Leakage, inefficient domestic water use: people likely to be vulnerable to water shortages: ADB report

17 Feb, 2012

Asian Development Bank (ADB) has said that people in Pakistan are likely to be particularly vulnerable to water shortages due to leakage, inefficient domestic water use, or underinvestment in providing access, especially in rural and slum areas.

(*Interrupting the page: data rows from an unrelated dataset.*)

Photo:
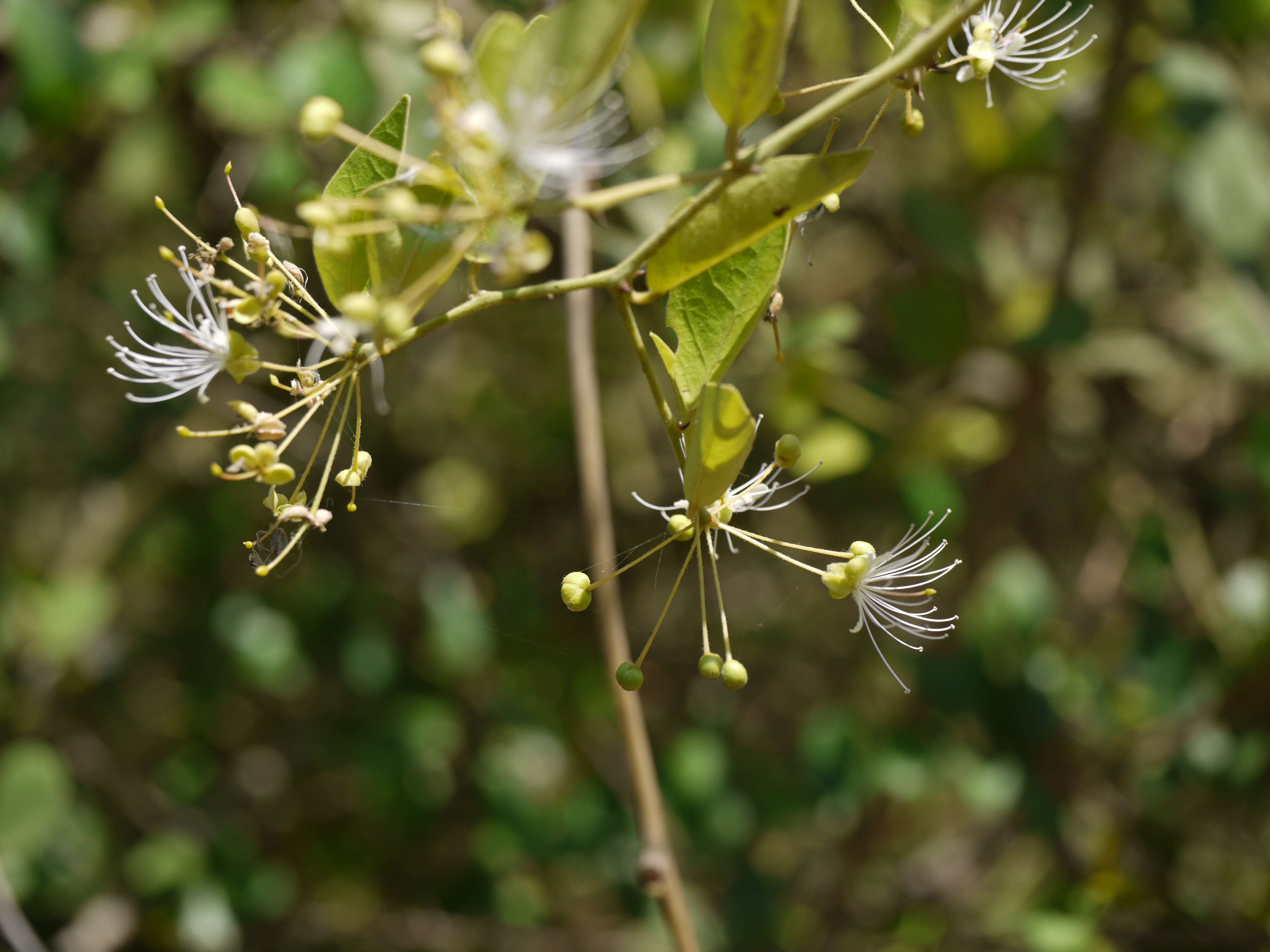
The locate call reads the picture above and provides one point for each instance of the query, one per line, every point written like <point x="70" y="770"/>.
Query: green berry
<point x="789" y="449"/>
<point x="735" y="676"/>
<point x="576" y="592"/>
<point x="629" y="677"/>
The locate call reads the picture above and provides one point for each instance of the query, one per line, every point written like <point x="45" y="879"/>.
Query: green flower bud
<point x="711" y="667"/>
<point x="247" y="221"/>
<point x="576" y="592"/>
<point x="319" y="119"/>
<point x="445" y="58"/>
<point x="912" y="124"/>
<point x="402" y="205"/>
<point x="735" y="675"/>
<point x="629" y="677"/>
<point x="841" y="578"/>
<point x="360" y="308"/>
<point x="279" y="474"/>
<point x="681" y="527"/>
<point x="789" y="450"/>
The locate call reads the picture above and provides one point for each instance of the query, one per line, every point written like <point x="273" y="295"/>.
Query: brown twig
<point x="658" y="871"/>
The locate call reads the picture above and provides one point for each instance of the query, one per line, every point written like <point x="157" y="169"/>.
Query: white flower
<point x="890" y="590"/>
<point x="1020" y="53"/>
<point x="180" y="369"/>
<point x="557" y="149"/>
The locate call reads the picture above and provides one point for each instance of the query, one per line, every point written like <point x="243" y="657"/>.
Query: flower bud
<point x="912" y="124"/>
<point x="735" y="675"/>
<point x="576" y="592"/>
<point x="360" y="308"/>
<point x="789" y="450"/>
<point x="247" y="223"/>
<point x="444" y="58"/>
<point x="279" y="474"/>
<point x="629" y="677"/>
<point x="982" y="58"/>
<point x="841" y="578"/>
<point x="681" y="527"/>
<point x="319" y="119"/>
<point x="402" y="205"/>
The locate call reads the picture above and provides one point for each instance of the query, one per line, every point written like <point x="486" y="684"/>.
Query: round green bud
<point x="841" y="578"/>
<point x="576" y="592"/>
<point x="912" y="124"/>
<point x="789" y="450"/>
<point x="735" y="675"/>
<point x="247" y="221"/>
<point x="319" y="119"/>
<point x="681" y="527"/>
<point x="629" y="677"/>
<point x="445" y="58"/>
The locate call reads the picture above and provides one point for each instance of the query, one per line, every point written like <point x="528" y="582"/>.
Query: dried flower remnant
<point x="996" y="41"/>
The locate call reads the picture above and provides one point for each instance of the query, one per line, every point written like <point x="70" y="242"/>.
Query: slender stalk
<point x="658" y="870"/>
<point x="13" y="922"/>
<point x="669" y="422"/>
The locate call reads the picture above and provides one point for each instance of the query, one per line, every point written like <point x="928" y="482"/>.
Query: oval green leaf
<point x="750" y="209"/>
<point x="570" y="55"/>
<point x="714" y="314"/>
<point x="349" y="271"/>
<point x="719" y="441"/>
<point x="745" y="56"/>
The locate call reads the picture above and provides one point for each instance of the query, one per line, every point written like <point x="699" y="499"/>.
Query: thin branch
<point x="658" y="870"/>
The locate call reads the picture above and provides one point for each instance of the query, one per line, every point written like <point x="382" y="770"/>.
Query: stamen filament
<point x="657" y="628"/>
<point x="658" y="548"/>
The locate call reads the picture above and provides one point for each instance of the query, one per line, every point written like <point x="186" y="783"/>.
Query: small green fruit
<point x="912" y="124"/>
<point x="629" y="677"/>
<point x="735" y="676"/>
<point x="789" y="450"/>
<point x="576" y="592"/>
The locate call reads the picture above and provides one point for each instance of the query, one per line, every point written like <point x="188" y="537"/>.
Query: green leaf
<point x="714" y="314"/>
<point x="750" y="209"/>
<point x="349" y="271"/>
<point x="745" y="56"/>
<point x="495" y="50"/>
<point x="718" y="445"/>
<point x="570" y="56"/>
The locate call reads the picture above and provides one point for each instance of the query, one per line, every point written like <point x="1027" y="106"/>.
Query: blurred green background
<point x="1051" y="317"/>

The Bank in its recent report titled 'Green Growth, Resources and Resilience: Environmental Sustainability in Asia and the Pacific' has said that the availability of water is a major factor in food security, as nearly 70 percent of freshwater withdrawals are for agriculture, mainly for irrigation. However, high proportions of water for agriculture do not always translate into benefits for reducing poverty and hunger. This situation is extreme in all water stressed countries like India, Pakistan, Sri Lanka, and Tajikistan where more than 90 percent of water is used for agriculture, yet more than one in five people in these countries remained undernourished in 2005.
The report says that the people in Afghanistan, Bangladesh, Cambodia, China, Fiji, Kazakhstan, Myanmar, Nepal, Pakistan, Papua New Guinea and Sri Lanka, and are likely to be particularly vulnerable to water shortages. The report reveals that the food security is of particular concern, since about 545 million people in Asia and the Pacific still consume less than the global standard of 2,200 calories/day, while many more suffer periods of relative deprivation due to seasonal variation in food availability.

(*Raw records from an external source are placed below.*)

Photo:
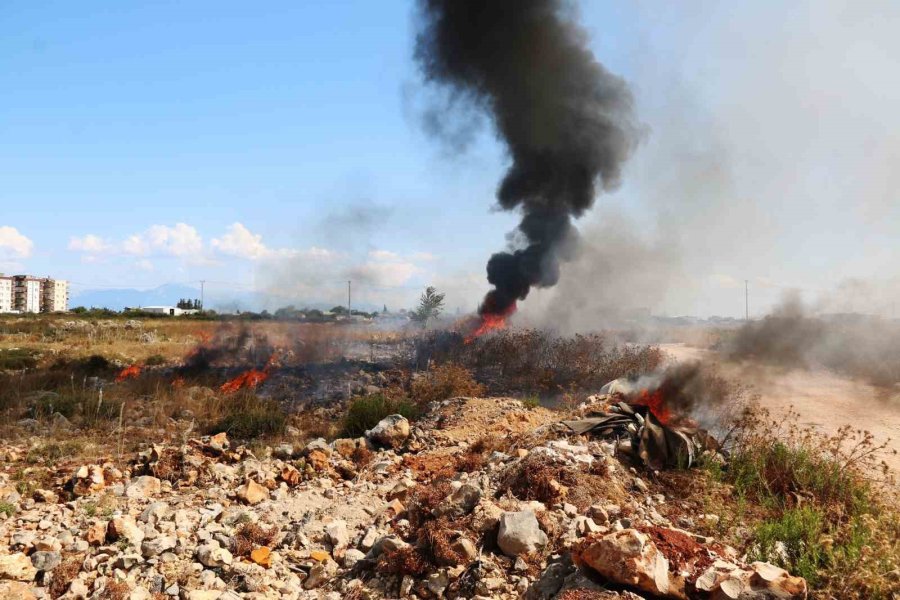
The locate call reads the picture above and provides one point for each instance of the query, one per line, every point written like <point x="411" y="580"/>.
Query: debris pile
<point x="480" y="498"/>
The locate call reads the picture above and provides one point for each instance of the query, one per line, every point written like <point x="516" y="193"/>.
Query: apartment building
<point x="27" y="294"/>
<point x="54" y="295"/>
<point x="6" y="287"/>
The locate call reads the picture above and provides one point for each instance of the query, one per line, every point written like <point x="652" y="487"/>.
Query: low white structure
<point x="172" y="311"/>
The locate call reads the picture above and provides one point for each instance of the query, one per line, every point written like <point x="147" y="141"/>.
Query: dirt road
<point x="822" y="399"/>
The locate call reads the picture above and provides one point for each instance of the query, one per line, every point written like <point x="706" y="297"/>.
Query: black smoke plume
<point x="566" y="121"/>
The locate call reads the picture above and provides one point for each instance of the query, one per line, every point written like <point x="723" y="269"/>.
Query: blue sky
<point x="275" y="147"/>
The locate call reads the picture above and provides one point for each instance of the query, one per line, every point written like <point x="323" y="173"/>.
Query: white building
<point x="26" y="294"/>
<point x="172" y="311"/>
<point x="6" y="296"/>
<point x="54" y="295"/>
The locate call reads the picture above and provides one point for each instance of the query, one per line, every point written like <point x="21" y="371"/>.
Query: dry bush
<point x="404" y="561"/>
<point x="361" y="456"/>
<point x="437" y="537"/>
<point x="64" y="574"/>
<point x="528" y="361"/>
<point x="537" y="478"/>
<point x="823" y="507"/>
<point x="424" y="499"/>
<point x="445" y="381"/>
<point x="115" y="590"/>
<point x="251" y="535"/>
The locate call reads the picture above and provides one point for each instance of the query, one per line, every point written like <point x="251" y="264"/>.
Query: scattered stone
<point x="44" y="560"/>
<point x="520" y="533"/>
<point x="213" y="556"/>
<point x="627" y="557"/>
<point x="262" y="556"/>
<point x="252" y="493"/>
<point x="391" y="431"/>
<point x="17" y="567"/>
<point x="143" y="487"/>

According to the report, Pakistan is among those countries that exhibit higher undernourishment rates than expected like China, India, the Laos People's Democratic Republic, , Vanuatu and Viet Nam.
Green Growth, Resources and Resilience: Environmental Sustainability in Asia and the Pacific says that Asia registered a net gain of some 2.2 million hectares of forest annually in the last decade; this was largely due to the expansion of forest plantations based on non-native species (in China, India and Viet Nam. Large-scale afforestation programmes contributed to the annual expansion of forest area by a total of nearly 4 million hectares in the last five years).
In many other countries, rapid conversion of forest lands to other uses has continued. In Pakistan, Sri Lanka, Afghanistan, Armenia, Cambodia, and Malaysia total loss of forest cover appears to have accelerated. According to the ADB report, the urban residents in many countries have responded to resource gaps and ineffective government by taking matters into their own hands, forming forums and civil society organisations that have addressed problems directly or pressured local government into addressing the problems. The Urban Resource Centre (URC) in Karachi, Pakistan, for example, developed an information base through which it can critique government plans and planning processes.